The 89-year old group employing more than 657, 000 people still looks like a traditional conglomerate. Some investors believe that this set-up weighs down its valuation.

Big Trouble in China

Volkswagen's problems are most visible in China, which is the largest auto market in the world and has been a major source of profit for the company for many years.

But those days are over. The profits in China have fallen by more than 80% during the last decade. This has led to a greater focus on Europe where the demand is expected remain below the pre-COVID level, and the United States where tariffs cost the company billions.

The competition has also intensified. Volkswagen, China's largest automaker for many years, has fallen to third position as domestic competitors with more advanced technology have gained market shares.

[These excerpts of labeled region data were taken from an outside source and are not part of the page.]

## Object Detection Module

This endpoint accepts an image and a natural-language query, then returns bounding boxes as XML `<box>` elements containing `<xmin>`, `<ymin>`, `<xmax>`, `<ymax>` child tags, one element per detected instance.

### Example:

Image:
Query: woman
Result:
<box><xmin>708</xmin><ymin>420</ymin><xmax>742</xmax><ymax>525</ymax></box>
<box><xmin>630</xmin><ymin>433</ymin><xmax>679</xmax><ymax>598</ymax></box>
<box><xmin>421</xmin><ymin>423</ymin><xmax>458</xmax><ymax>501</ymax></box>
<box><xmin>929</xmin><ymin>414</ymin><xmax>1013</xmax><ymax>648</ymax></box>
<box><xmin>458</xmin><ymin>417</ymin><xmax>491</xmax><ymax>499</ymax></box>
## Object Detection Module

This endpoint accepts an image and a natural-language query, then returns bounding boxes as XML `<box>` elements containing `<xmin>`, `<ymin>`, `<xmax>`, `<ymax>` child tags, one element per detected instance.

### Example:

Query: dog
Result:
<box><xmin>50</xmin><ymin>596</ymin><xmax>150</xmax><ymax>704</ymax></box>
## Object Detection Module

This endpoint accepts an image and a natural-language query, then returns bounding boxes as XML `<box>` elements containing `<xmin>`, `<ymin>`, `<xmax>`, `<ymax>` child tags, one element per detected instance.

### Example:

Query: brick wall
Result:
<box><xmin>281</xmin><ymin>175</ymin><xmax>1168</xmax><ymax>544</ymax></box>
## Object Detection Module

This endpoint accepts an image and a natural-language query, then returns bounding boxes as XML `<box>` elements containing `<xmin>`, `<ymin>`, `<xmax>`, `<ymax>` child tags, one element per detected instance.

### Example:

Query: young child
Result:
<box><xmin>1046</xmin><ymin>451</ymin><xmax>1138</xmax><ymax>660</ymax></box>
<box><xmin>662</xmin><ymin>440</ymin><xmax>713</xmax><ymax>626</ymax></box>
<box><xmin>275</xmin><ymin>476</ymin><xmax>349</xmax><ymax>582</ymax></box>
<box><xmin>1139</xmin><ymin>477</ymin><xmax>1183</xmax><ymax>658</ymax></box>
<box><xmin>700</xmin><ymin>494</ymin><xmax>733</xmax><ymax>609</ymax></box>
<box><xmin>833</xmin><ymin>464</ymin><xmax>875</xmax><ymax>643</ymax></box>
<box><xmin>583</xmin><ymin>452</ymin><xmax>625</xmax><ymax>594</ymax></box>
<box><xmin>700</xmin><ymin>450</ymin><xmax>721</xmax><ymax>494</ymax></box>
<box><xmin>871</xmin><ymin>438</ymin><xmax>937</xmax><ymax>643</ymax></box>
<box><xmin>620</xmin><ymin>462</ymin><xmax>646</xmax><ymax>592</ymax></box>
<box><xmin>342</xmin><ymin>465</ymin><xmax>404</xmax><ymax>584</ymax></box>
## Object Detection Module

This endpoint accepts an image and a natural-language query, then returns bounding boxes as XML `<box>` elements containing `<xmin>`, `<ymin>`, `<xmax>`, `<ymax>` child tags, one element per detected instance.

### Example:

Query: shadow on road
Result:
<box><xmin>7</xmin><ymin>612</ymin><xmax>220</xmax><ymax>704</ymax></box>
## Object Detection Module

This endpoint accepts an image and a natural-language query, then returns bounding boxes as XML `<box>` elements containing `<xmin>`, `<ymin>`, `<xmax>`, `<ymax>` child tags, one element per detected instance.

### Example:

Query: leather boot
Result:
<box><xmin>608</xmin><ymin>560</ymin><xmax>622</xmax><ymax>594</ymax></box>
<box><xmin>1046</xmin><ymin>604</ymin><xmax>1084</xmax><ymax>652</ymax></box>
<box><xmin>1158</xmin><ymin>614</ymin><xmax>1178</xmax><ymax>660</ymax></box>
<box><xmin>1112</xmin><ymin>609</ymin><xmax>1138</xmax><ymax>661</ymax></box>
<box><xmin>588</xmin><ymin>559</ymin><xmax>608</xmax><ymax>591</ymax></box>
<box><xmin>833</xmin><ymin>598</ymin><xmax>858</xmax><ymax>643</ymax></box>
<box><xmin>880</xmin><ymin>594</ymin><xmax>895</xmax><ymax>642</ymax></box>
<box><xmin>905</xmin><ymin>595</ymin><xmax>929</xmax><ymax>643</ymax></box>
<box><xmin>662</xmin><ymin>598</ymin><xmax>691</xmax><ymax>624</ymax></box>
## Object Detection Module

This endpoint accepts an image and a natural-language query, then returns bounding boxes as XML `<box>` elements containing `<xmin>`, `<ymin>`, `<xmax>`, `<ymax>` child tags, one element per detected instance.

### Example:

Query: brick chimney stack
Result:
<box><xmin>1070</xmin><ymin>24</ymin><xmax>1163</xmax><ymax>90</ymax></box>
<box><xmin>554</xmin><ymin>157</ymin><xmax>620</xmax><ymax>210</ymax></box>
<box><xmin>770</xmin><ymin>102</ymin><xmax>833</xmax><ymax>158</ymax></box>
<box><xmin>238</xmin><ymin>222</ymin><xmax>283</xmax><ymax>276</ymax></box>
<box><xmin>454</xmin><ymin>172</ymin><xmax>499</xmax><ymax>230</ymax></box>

Porsche, the car that?Volkswagen listed four years ago in a landmark IPO, was among the most?hard-hit. Its margins dropped from 18% to 1.1% in the year following the IPO.

Profits Under Pressure

Volkswagen's profit margins have more than halved from 2021 to 2025. This is due to fiercer competition, rising labour and energy prices, a weak European market, and growing trade barriers.

The company is still the second largest automaker in the world by number of cars sold, after Japan's Toyota.

ROCK BOTTOM

Volkswagen shares, which have fallen to their lowest levels since July 2010, are also being battered by the upheaval in the auto industry.

Stocks are now trading below the levels reached a decade earlier during the Dieselgate Scandal, which is widely considered to be the biggest corporate crisis of the group's history.